1. A method for synchronizing data to heterogeneous data sources based on mysql is characterized by comprising the following steps:

performing log analysis on binlog data to form analysis data;

merging the analyzed data to form merged data;

2. The mysql-based data synchronization method to heterogeneous data sources of claim 1, wherein the tupe node is an array structure, and internally stores the specific information of each binlog data, the tupe node comprises pipeline id, operation timestamp, operator and detail data of operation, and the pipeline id composition rule is adding offset by binlog name.

3. The method for mysql-based data synchronization to heterogeneous data sources of claim 2, wherein the schema node internally comprises a fields array node, a tableName node and a namespace node.

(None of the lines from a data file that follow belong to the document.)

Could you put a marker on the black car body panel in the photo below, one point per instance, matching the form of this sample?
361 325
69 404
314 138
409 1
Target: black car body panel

4. The method for mysql-based data synchronization to heterogeneous data sources as claimed in claim 1 or 3, further comprising sending the converted data to kafka middleware before consuming the converted data.

5. The method of claim 4, further comprising overwriting part of kafka, hash-grouping the library name and the table name based on mysql data synchronization to a heterogeneous data source.

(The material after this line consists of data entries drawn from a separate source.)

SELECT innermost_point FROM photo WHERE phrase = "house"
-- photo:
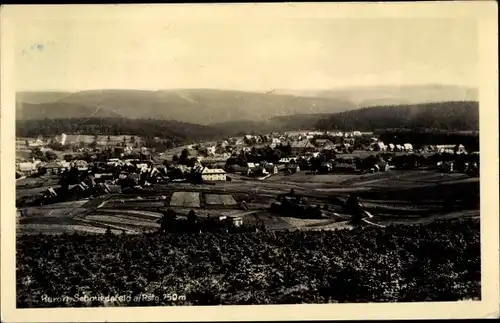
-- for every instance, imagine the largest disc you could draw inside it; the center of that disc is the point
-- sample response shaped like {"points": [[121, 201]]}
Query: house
{"points": [[349, 141], [237, 169], [275, 141], [53, 168], [80, 164], [323, 142], [251, 165], [408, 147], [302, 147], [445, 148], [216, 174], [293, 168], [328, 147], [326, 167], [287, 160], [237, 221], [49, 193], [460, 149], [379, 146], [259, 171], [271, 168], [211, 150], [36, 143], [28, 167], [382, 166]]}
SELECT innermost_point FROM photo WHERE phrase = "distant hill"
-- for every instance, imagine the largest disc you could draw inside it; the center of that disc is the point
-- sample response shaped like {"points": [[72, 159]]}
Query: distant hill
{"points": [[456, 116], [198, 106], [366, 96], [274, 124], [175, 131], [58, 110], [40, 97]]}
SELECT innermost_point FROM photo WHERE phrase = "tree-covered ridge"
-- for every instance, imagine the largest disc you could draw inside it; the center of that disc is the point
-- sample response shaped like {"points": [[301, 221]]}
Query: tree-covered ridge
{"points": [[452, 116], [115, 127]]}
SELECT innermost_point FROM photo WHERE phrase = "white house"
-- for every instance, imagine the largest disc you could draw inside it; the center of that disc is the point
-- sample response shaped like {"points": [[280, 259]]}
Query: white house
{"points": [[208, 174], [211, 150], [408, 147], [287, 160], [379, 146], [36, 143], [251, 165]]}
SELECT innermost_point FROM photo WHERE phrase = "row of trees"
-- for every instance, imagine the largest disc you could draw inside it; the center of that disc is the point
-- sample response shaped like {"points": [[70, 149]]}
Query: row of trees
{"points": [[175, 132], [170, 223], [452, 116]]}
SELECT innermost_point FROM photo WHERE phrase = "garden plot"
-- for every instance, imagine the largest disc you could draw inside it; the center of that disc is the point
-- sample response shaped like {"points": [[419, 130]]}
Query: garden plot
{"points": [[220, 199], [185, 199]]}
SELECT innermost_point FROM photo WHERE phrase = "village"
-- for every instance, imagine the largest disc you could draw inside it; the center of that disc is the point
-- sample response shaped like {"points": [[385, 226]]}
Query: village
{"points": [[103, 166]]}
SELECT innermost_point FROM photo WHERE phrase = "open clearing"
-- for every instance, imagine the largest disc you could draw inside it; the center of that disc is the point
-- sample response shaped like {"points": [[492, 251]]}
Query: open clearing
{"points": [[395, 196], [219, 199], [185, 199]]}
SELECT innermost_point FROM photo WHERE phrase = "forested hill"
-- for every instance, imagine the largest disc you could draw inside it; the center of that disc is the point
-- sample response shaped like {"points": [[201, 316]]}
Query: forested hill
{"points": [[167, 129], [200, 106], [453, 116]]}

6. A system based on mysql data synchronization to heterogeneous data sources is characterized by comprising a binlog data pulling module, wherein the binlog data is pulled from mysql nodes by adopting canal through a master-slave copy protocol;

7. The mysql data-based system for synchronizing to heterogeneous data sources according to claim 6, further comprising kafka middleware, configured to receive the converted data and then consume the converted data through the kafka middleware to synchronize to the heterogeneous data sources.

8. The mysql data-based system for synchronizing to heterogeneous data sources according to claim 7, wherein the tupe node is an array structure, and stores the specific information of each binlog data internally, the tupe node includes pipeline id, operation timestamp, operator and detail data of operation, the pipeline id composition rule is that the binlog name is added with an offset, and the schema node contains the fields array node, the tableName node and the namespace node internally.